A rank-\(q\) linear model in \(p\)-dimensional space takes the form

\[ f(y) = \mu + y_1 v_1 + \dots + y_q v_q = \mu + \mathbf{V}_q z, \]

where \(\mu\in\mathbb{R}^p\) is a location vector, \(z\in\mathbb{R}^q\) is a (low-dimensional) vector, and \(\mathbf{V}_q=(v_1,\dots,v_q)\) is a \(p\times q\) matrix of \(q\) orthogonal unit vectors,

\[ \begin{aligned} v_k v_{k'}^T = \sum_{j=1}^p v_{kj}v_{k'j}= \delta_{kk'} \end{aligned} \]

Fitting this model to the data using least squares amounts to minimizing the reconstruction error:

\[ \min_{\mu,\{y_{i}\},\mathbf{V}\_q} \sum_{i=1}^N \Bigl\| x_i - \mu - \mathbf{V}_q z_i \Bigr\|^2 \]
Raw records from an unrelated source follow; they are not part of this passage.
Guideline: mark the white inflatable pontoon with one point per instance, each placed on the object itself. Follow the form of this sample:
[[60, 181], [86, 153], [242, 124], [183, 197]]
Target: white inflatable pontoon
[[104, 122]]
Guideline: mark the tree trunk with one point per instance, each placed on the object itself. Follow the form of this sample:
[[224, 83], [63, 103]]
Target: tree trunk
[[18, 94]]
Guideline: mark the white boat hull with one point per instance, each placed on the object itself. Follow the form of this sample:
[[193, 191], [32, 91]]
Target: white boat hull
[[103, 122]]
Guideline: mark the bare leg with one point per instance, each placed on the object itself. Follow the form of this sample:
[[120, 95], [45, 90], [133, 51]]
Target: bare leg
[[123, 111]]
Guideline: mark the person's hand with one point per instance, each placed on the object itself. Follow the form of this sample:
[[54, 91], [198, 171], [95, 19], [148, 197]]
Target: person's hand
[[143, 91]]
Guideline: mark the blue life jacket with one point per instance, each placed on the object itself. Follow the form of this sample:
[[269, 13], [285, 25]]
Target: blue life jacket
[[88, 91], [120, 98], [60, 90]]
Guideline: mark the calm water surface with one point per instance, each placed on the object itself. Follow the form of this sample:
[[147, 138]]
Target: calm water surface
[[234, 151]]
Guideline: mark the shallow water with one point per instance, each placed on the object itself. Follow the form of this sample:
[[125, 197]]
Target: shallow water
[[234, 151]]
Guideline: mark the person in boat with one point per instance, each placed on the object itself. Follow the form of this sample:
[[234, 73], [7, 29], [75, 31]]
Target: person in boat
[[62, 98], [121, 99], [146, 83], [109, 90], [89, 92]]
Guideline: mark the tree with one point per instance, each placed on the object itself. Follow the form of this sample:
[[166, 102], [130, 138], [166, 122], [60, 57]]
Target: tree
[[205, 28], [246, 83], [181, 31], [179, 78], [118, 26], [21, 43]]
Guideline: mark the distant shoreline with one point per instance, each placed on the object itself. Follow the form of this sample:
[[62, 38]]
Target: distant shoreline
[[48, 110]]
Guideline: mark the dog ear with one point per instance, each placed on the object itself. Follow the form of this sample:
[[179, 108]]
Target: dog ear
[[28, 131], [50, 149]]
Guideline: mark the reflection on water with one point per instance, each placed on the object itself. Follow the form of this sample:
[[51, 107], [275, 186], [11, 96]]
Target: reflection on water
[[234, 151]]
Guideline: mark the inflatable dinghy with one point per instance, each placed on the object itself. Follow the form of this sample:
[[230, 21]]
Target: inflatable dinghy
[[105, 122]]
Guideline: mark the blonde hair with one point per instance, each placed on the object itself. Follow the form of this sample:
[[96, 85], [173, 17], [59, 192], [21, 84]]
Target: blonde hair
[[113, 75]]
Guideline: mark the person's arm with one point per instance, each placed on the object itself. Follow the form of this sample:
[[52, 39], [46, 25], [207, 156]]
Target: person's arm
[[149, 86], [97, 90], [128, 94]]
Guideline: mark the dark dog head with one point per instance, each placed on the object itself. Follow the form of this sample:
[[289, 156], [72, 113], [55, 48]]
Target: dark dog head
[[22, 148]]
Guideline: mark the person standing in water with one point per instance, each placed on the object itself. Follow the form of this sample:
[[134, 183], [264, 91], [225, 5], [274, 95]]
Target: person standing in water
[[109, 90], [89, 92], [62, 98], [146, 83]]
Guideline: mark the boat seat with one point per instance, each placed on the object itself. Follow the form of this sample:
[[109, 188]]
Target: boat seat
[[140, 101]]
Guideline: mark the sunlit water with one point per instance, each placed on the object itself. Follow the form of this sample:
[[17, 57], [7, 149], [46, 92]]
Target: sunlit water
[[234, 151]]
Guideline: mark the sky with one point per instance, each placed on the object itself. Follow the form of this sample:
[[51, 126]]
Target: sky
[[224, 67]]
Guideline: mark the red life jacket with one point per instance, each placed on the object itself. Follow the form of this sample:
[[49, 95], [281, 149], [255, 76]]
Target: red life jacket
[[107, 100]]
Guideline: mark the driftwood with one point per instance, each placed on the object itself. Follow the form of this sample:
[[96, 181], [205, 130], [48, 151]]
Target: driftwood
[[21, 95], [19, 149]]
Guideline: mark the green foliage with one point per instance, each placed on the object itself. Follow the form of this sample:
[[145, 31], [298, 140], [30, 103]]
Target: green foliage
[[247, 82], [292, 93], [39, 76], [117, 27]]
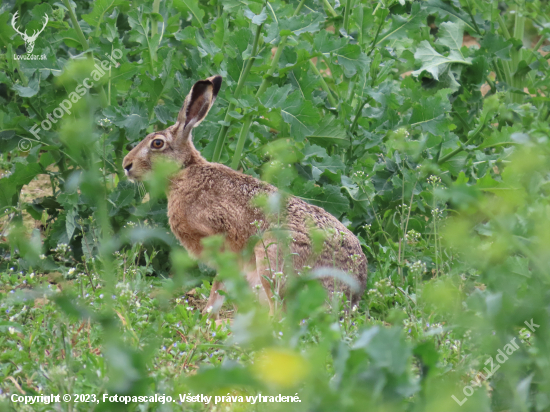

Partial optimization for \(\mu\) and the \(y_i\) gives

\[ \begin{aligned} \hat{\mu} &= \bar x = \frac1{N}\sum_{i=1}^N x_i\\ \hat{z}_i &= \mathbf{V}_q^T(x_i-\bar{x}) \end{aligned} \]

Plugging this into () leaves us to find the orthogonal matrix \(\mathbf{V}_q\):

\[ \begin{aligned} \min_{\mathbf{V}\_q} \sum_{i=1}^{N} \Bigl\| (x_i - \bar{x}) - \mathbf{V}_q\mathbf{V}_q^T(x_i-\bar{x}) \Bigr\|^2 \end{aligned} \]

It can be shown that the optimal solution is found when \(\mathbf{V}_q=(v_1,\dots,v_q)\) contains the \(q\) eigenvectors with largest eigenvalues of the \(p\times p\) matrix \(\mathbf{X}^T\mathbf{X}\) (if the data is centred such that \(\bar x=0\)).

The solution can be expressed using the singular value decomposition of the obsered data matrix \(\mathbf{X}\):

\[ \mathbf{X} = \mathbf{U} \Lambda \mathbf{V}^T \]

where \(\mathbf{U}\) is an \(N\times p\) orthogonal matrix (\(\mathbf{U}^T\mathbf{U}=\mathbf{I}_p\)) whose columns are called the left singular vectors, \(\mathbf{V}\) is a \(p\times p\) orthogonal matrix (\(\mathbf{V}^T\mathbf{V}=\mathbf{I}_p\)) whose columns are called the right singular vectors, and \(\Lambda\) is a \(p\times p\) diagonal matrix with diagonal elements \(\lambda_1\geq \lambda_2 \geq \dots \geq \lambda_p\geq 0\) called the singular values.

The solution \(\mathbf{V}_q\) above consists of the first \(q\) columns of \(\mathbf{V}\).

The columns of \(\mathbf{U}\Lambda\) are called the principal components of \(\mathbf{X}\). The first \(q\) principal components are \(\mathbf{U}_q\Lambda_q\). Each principal component is a vector in \(\mathbb{R}^N\), that is, it takes a value for each observation. The solution \(\hat{z}_i\) above consists of the rows of \(\mathbf{U}_q\Lambda_q\), that is, for each observation \(i\), \(\hat{z}_i\) consists of the values of the first \(q\) principal components for observation \(i\).